Silent cerebral infarcts in sickle cell anemia: A risk factor analysis

Thomas R. Kinney, Lynn A. Sleeper, Winfred C. Wang, Robert A. Zimmerman, Charles H. Pegelow, Kwaku Ohene-Frempong, Doris L. Wethers, Jacqueline A. Bello, Elliott P. Vichinsky, Franklin G. Moser, Dianne M. Gallagher, Michael R. DeBaun, Orah S. Platt, Scott T. Miller

Research output: Contribution to journalArticle

211 Citations (Scopus)

Abstract

Background. Silent infarcts have been reported in 17% of young patients with sickle cell disease and are associated with impaired performance on standardized psychometric tests. Risk factors for the development of these lesions have not been identified. Methods. Investigators in the Cooperative Study of Sickle Cell Disease performed a brain magnetic resonance imaging scan on sickle cell anemia patients age 5.9 years and older who had been followed according to the protocols of the Cooperative Study since birth. Individuals with a known history of cerebrovascular accident were excluded from this analysis. Patients with and without silent infarctions were compared with regard to clinical and laboratory parameters. Results. The study sample included 42 patients (18.3%) with silent infarcts. Patients who had silent infarcts were significantly more likely to have a clinical history of seizure and a lower painful event rate.
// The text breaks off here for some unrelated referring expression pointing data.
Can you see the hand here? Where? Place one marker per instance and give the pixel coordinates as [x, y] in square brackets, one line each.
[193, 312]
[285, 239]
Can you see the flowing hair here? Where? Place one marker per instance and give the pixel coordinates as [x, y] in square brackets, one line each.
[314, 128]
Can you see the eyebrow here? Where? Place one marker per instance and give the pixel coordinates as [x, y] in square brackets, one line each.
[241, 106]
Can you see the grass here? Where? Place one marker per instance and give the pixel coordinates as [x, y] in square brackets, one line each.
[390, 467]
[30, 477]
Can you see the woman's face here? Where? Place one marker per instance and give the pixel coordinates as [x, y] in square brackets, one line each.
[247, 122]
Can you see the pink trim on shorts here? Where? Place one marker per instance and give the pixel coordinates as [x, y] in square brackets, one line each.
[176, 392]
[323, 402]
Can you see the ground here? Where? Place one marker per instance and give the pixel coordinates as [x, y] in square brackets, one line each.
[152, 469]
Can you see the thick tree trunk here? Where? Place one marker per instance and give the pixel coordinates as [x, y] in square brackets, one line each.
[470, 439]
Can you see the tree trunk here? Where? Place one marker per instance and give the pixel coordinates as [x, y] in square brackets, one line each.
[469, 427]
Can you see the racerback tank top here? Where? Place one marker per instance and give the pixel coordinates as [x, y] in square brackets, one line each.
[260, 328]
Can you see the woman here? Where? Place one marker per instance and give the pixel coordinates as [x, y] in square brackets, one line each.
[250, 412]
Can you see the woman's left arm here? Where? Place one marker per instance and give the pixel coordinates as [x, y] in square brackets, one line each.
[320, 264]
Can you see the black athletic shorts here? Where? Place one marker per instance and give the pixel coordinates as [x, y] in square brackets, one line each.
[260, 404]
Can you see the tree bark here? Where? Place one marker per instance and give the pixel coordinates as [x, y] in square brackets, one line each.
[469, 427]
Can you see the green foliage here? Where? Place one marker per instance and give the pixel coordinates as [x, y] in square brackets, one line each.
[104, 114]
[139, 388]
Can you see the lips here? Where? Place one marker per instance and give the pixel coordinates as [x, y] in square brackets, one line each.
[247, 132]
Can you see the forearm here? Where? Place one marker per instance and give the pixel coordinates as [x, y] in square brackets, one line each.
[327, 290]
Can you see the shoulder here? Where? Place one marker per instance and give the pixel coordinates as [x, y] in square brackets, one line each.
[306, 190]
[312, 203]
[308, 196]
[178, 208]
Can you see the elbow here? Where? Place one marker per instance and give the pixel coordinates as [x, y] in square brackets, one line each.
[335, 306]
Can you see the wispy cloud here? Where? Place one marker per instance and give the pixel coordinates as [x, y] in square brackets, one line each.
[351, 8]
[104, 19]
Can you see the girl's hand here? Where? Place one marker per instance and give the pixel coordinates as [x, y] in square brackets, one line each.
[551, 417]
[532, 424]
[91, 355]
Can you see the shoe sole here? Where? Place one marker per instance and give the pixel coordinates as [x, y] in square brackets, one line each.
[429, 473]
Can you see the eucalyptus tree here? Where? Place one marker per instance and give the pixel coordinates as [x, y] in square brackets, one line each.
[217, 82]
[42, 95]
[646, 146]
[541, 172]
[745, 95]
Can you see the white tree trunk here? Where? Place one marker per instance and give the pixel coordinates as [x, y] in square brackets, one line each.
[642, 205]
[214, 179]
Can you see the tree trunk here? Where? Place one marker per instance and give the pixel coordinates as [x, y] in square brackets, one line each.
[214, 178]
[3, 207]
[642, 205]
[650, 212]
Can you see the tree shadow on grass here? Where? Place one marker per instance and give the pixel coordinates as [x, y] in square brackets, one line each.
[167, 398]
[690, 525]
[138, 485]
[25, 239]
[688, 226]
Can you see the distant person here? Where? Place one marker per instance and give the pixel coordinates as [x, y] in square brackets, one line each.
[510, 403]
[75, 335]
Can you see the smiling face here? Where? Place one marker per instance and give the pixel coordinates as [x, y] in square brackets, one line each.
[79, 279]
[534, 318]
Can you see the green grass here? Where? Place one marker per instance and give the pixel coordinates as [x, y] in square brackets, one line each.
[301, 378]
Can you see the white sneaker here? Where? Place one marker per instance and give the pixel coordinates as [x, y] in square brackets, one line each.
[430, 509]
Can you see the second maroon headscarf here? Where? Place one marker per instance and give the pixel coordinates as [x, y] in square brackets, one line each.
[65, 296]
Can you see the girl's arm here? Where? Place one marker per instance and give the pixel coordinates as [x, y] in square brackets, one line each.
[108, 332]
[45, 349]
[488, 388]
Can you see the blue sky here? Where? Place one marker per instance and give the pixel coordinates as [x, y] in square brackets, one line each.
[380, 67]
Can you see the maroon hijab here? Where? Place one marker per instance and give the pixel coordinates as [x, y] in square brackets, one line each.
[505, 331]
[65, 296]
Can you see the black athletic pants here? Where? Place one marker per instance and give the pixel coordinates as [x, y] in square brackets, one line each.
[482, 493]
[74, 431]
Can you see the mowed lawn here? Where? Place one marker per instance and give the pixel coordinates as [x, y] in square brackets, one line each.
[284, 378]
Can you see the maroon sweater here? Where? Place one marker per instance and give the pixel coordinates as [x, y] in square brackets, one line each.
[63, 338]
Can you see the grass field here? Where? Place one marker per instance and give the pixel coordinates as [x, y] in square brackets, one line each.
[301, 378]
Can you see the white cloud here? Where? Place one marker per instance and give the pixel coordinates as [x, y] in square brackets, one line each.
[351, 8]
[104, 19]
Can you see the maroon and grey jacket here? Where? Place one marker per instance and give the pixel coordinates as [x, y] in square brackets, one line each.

Lower hemoglobin level, increased leukocyte count, elevated pocked red blood cell count, and SEN β(s) globin gene haplotype were associated also with the presence of silent infarcts. There was no relationship between silent infarcts and platelet count, fetal hemoglobin level, reticulocyte percentage, serum aspartate aminotransferase level, total bilirubin concentration, blood pressure, growth parameters, or presence of α-thalassemia. A multivariate model for silent infarction identified the following as risk factors: low pain event rate, history of seizure, leukocyte count ≥11.8 x 109/L, and the SEN β(s) globin gene haplotype. Conclusions. Patients with risk factors for silent infarcts should be evaluated for cerebrovascular disease. If evidence of infarction is found, consideration must be given to therapeutic intervention. At present, the appropriate treatment has not been determined.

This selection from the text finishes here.